#093 - Using non-type template parameters

Most template examples use types as template arguments:

template <typename T>
T clamp(T value, T lower, T upper);

Here, T is a placeholder for a type such as int, double, or std::string.

However, when we create a std::bitset, we specify the number of bits in <> as a literal, not a type. This is the template argument. However, in this context, we are passing in a literal value rather than a fundamental type such as int or double (like how we usually do).

What is occurring is that we are using a non-type template parameter. This is different from template parameters which serve as placeholders for template arguments.

#include <bitset>

int main()
{
    std::bitset<8> bits{ 0b0000'0101 }; // The <8> is a non-type template parameter
}

A non-type template parameter is a template parameter that represents a constant value.

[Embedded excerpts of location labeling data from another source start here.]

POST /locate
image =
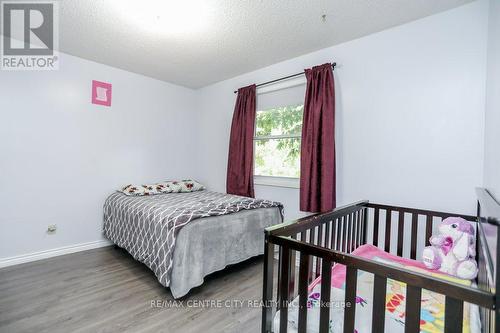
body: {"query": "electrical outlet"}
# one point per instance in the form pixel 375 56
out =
pixel 51 229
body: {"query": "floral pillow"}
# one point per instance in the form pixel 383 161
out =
pixel 187 185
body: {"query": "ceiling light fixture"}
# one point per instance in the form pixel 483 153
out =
pixel 167 16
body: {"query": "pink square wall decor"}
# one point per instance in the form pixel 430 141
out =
pixel 101 93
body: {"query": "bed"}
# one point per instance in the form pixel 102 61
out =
pixel 357 269
pixel 182 237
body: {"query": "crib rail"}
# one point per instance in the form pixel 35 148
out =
pixel 322 240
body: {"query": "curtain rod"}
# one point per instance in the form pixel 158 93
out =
pixel 284 78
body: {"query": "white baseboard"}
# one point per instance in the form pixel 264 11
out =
pixel 11 261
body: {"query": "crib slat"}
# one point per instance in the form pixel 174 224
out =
pixel 349 233
pixel 365 225
pixel 453 315
pixel 413 302
pixel 280 260
pixel 428 230
pixel 378 312
pixel 344 226
pixel 350 298
pixel 291 284
pixel 354 231
pixel 334 234
pixel 311 241
pixel 401 226
pixel 375 227
pixel 339 233
pixel 283 286
pixel 326 281
pixel 414 231
pixel 388 218
pixel 327 235
pixel 267 290
pixel 318 259
pixel 303 283
pixel 358 228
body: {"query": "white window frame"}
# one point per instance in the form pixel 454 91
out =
pixel 279 181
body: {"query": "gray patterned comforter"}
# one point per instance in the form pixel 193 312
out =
pixel 147 226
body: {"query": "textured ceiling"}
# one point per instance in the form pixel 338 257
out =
pixel 197 42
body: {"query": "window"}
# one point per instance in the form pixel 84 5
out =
pixel 278 128
pixel 277 141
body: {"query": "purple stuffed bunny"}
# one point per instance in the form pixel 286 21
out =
pixel 453 250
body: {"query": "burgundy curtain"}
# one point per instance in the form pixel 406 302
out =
pixel 317 160
pixel 240 161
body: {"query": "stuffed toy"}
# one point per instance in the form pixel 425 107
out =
pixel 453 250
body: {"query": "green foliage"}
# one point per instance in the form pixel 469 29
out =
pixel 278 156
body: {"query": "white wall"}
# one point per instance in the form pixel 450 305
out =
pixel 492 121
pixel 60 155
pixel 410 114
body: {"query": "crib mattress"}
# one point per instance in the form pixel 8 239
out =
pixel 432 307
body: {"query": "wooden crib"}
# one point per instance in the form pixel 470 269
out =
pixel 308 247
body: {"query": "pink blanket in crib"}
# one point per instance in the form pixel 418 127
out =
pixel 372 252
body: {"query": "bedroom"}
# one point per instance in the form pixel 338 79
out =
pixel 139 95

It is treated as a constant value and can therefore be used anywhere a constant expression is required (e.g., specifying the size of a local array).

Non-type template parameters are used primarily when we need to pass constexpr values to functions (or class types) so they can be used in contexts that require a constant expression.

A non-type template parameter supports the following types:

An integral type (e.g. int, bool, char)
An enumeration type
std::nullptr_t
A floating point type (since C++20)
Pointers or lvalue references to objects/functions
auto (C++17).

Defining our own non-type template parameters

A non-type template parameter is declared inside the template parameter list, exactly like a type template parameter.

The difference is that it has a value type, such as int:

#include <iostream>

template <int N> // declare a non-type template parameter of type int named N
void print()
{
    std::cout << N << '\n'; // use value of N here
}

int main()
{
    print<5>(); // 5 is our non-type template argument
}

// terminal 
5

NOTE: Unlike class templates, function templates generally do not allow default template arguments in their declarations

Non-type parameters can be used where constants are required

Because N is known at compile time, it can be used in places that require a constant expression.

For example:

#include <iostream>

template <int Size>
void printBufferSize(){
    int buffer[Size] {};

    std::cout << "Buffer has " << Size << " elements\n";
    std::cout << "Total bytes: " << sizeof(buffer) << '\n';
}

int main(){
    printBufferSize<8>();
}

// Output
Buffer has 8 elements
Total bytes: 32

Assuming int is 4 bytes, the array occupies 32 bytes.

The key point is that this works because Size is known during compilation:

int buffer[Size] {};

Practical example: array references

Non-type template parameters are useful when working with arrays because the size of a built-in array is part of its type.

For example:

const char hello[] { "hi" };

This array has three elements:

'h', 'i', '\0'

The null terminator counts as an element, so "hi" has size 3.

Likewise:

"mom"

has size 4:

'm', 'o' ,'m', '\0'

We can write a function template that captures those sizes automatically:

#include <cstring>
#include <iostream>

template <std::size_t N, std::size_t M>
int compare(const char (&lhs)[N], const char (&rhs)[M]){
    std::cout << "lhs size: " << N << '\n';
    std::cout << "rhs size: " << M << '\n';

    return std::strcmp(lhs, rhs);
}

int main(){
    int result { compare("hi", "mom") };

    std::cout << "Comparison result: " << result << '\n';
}

// Output
lhs size: 3
rhs size: 4
Comparison result: -5

The exact comparison result varieson the character values, but the sizes are the important part.

The call:

compare("hi", "mom");

causes the compiler to instantiate:

compare<3, 4>("hi", "mom");

Why?

Because "hi" is a const char[3], and "mom" is a const char[4]

Instantiating different versions

Each different pair of array sizes creates a different specialization.

#include <cstring>
#include <iostream>

template <std::size_t N, std::size_t M>
int compare(const char (&lhs)[N], const char (&rhs)[M]){
    std::cout << "compare<" << N << ", " << M << ">\n";
    return std::strcmp(lhs, rhs);
}

int main(){
    compare("hi", "mom");      // compare<3, 4>
    compare("cat", "dog");     // compare<4, 4>
    compare("C++", "Python");  // compare<4, 7>
}

// Output
compare<3, 4>
compare<4, 4>
compare<4, 7>

The compiler deduces N and M from the array arguments.

In Conclusion

A non-type template parameter is a compile-time value passed into a template.

It is what makes types such as std::bitset<8> possible, and it is also useful when functions need compile-time values such as array sizes.